Un ensayo sobre los temas sociopolíticos en las letras de Joe Strummer, líder de The Clash, inspira el debate sobre cuál es el peso de las canciones populares en la formación ideológica de los individuos
Un chaval de instituto recibe una cinta de casete (antes) o una playlist de Spotify (ahora): lo que ahí escucha le hace ver el mundo de otra manera. Ha descubierto esta o aquella injusticia, esta o aquella resistencia, y la música le hace vivirlo con una emoción desconocida. El mundo está mal, podemos arreglarlo, debemos intentarlo. Su cosmovisión política ya nunca será la misma y ese descubrimiento musical puede que decida sus opiniones (y su voto) a lo largo de su vida. Es el poder de la música para influir en la conformación de la identidad ideológica de las personas. No es desdeñable.

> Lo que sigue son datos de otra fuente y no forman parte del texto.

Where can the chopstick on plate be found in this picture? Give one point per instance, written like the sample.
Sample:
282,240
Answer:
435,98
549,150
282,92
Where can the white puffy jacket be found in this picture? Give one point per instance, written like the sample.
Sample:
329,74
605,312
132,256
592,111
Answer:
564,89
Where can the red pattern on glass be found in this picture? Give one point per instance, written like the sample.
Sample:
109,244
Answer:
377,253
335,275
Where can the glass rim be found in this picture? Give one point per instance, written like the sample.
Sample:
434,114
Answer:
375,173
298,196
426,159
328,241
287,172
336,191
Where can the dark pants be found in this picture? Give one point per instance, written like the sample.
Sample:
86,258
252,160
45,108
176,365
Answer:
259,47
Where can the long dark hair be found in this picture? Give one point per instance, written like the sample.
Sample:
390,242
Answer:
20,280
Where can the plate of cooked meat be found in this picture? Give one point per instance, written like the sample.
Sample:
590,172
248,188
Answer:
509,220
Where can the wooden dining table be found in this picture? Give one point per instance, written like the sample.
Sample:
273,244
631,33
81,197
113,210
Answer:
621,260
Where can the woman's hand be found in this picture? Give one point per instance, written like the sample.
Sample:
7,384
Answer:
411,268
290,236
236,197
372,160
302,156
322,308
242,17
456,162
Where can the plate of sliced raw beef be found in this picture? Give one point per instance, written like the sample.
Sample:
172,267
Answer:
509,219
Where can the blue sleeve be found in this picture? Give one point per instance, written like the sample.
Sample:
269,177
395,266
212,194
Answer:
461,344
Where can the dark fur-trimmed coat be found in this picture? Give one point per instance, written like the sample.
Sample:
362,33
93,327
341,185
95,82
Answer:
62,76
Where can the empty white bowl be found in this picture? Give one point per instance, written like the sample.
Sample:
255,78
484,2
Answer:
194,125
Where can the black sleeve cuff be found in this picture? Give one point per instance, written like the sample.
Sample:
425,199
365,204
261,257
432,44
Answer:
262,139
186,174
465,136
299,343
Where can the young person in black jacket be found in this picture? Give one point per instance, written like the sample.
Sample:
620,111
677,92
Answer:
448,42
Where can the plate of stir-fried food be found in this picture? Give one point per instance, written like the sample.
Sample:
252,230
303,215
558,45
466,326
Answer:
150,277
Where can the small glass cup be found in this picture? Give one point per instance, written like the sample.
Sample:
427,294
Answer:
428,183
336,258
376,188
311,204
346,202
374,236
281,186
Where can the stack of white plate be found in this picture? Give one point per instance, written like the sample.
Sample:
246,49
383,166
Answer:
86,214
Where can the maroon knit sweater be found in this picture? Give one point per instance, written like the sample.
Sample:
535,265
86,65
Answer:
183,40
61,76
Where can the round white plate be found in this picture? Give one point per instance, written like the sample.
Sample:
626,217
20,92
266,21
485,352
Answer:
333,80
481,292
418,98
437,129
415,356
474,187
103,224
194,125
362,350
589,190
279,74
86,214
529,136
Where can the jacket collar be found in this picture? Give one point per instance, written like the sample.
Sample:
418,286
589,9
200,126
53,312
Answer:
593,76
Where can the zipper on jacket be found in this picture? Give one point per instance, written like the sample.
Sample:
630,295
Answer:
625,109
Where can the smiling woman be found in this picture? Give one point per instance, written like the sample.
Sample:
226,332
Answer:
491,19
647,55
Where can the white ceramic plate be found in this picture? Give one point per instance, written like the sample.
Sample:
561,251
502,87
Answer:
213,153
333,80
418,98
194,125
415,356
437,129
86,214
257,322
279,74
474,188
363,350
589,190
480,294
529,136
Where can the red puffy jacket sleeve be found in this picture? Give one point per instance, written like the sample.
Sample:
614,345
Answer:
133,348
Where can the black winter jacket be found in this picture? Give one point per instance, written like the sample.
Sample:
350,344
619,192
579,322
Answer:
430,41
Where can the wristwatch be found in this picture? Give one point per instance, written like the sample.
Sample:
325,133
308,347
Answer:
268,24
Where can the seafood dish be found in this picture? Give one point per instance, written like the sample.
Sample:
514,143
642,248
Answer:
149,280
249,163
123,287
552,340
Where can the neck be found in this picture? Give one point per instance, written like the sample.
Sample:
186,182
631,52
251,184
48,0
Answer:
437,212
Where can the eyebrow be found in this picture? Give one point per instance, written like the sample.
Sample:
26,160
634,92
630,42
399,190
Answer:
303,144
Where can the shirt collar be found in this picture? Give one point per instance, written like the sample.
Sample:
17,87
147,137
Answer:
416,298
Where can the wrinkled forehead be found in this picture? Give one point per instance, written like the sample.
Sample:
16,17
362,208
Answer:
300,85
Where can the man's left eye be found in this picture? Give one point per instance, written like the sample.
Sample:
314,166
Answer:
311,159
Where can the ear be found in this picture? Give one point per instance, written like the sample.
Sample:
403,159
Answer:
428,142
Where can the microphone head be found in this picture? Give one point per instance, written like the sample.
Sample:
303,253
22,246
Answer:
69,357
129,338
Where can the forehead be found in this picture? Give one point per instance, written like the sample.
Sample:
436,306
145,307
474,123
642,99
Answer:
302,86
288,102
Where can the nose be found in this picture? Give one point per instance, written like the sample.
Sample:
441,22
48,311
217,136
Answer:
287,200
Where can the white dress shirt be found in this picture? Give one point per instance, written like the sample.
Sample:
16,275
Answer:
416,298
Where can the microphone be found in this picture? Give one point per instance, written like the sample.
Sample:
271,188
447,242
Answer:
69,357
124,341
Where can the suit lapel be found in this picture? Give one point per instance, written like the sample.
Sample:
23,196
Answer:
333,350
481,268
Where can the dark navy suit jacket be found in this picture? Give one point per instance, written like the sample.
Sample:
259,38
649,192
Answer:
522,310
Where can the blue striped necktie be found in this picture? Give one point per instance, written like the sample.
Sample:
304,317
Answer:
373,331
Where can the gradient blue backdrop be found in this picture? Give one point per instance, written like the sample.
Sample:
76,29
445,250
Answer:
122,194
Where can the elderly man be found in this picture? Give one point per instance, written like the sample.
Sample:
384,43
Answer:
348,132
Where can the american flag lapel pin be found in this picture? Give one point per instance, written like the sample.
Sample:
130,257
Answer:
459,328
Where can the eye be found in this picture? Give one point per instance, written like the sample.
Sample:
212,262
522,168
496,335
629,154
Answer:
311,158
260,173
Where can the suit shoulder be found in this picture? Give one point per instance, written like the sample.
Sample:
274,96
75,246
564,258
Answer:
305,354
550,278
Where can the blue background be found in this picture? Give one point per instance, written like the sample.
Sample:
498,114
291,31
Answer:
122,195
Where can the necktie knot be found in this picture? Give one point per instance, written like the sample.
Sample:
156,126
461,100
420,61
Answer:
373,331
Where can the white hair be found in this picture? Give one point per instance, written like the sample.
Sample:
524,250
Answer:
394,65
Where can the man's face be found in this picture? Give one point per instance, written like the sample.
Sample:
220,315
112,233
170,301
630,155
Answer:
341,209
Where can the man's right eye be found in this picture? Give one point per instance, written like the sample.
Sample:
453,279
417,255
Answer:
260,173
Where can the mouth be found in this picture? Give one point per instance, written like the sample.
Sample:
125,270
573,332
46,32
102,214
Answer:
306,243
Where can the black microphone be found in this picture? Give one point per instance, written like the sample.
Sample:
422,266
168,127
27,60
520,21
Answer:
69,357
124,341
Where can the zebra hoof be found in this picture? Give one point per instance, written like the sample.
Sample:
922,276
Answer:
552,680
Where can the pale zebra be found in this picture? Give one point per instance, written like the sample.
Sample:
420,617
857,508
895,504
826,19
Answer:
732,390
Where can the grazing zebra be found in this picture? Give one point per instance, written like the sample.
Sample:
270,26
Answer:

Joe Strummer (1952-2002), líder de The Clash, colaboró en la politización del movimiento punk, tan nihilista, y su compromiso se vio reflejado en las letras de todos sus proyectos musicales, como se analiza en el reciente ensayo La política punk de Joe Strummer (Liburuak), de Gregor Gall. El antifascismo, la defensa de los oprimidos, el antirracismo, la crítica de la desigualdad o del imperialismo fueron algunos de los asuntos que el británico abordó en sus versos, alguno de los cuales no solo han pasado a la historia del rock and roll sino que han tocado profundamente la conciencia de sus fans. Lo llamaba rebel rock (rock rebelde).
¿Puede la música cambiar el mundo? “Cuando la pregunta se hace de modo tosco, casi sugiere que la música, como una fuerza no humana, tiene la capacidad de transformar la esencia misma de nuestra humanidad”, escribe Gall. Si se pregunta, más modestamente, si la música puede simplemente colaborar al cambio sociopolítico, cabe responder que la música “podría ayudar a cambiar la perspectiva con que la gente contempla el mundo, más que el mundo en sí mismo; ayuda a informar, cambiando la manera de pensar y de actuar de modo subjetivo”, añade el autor.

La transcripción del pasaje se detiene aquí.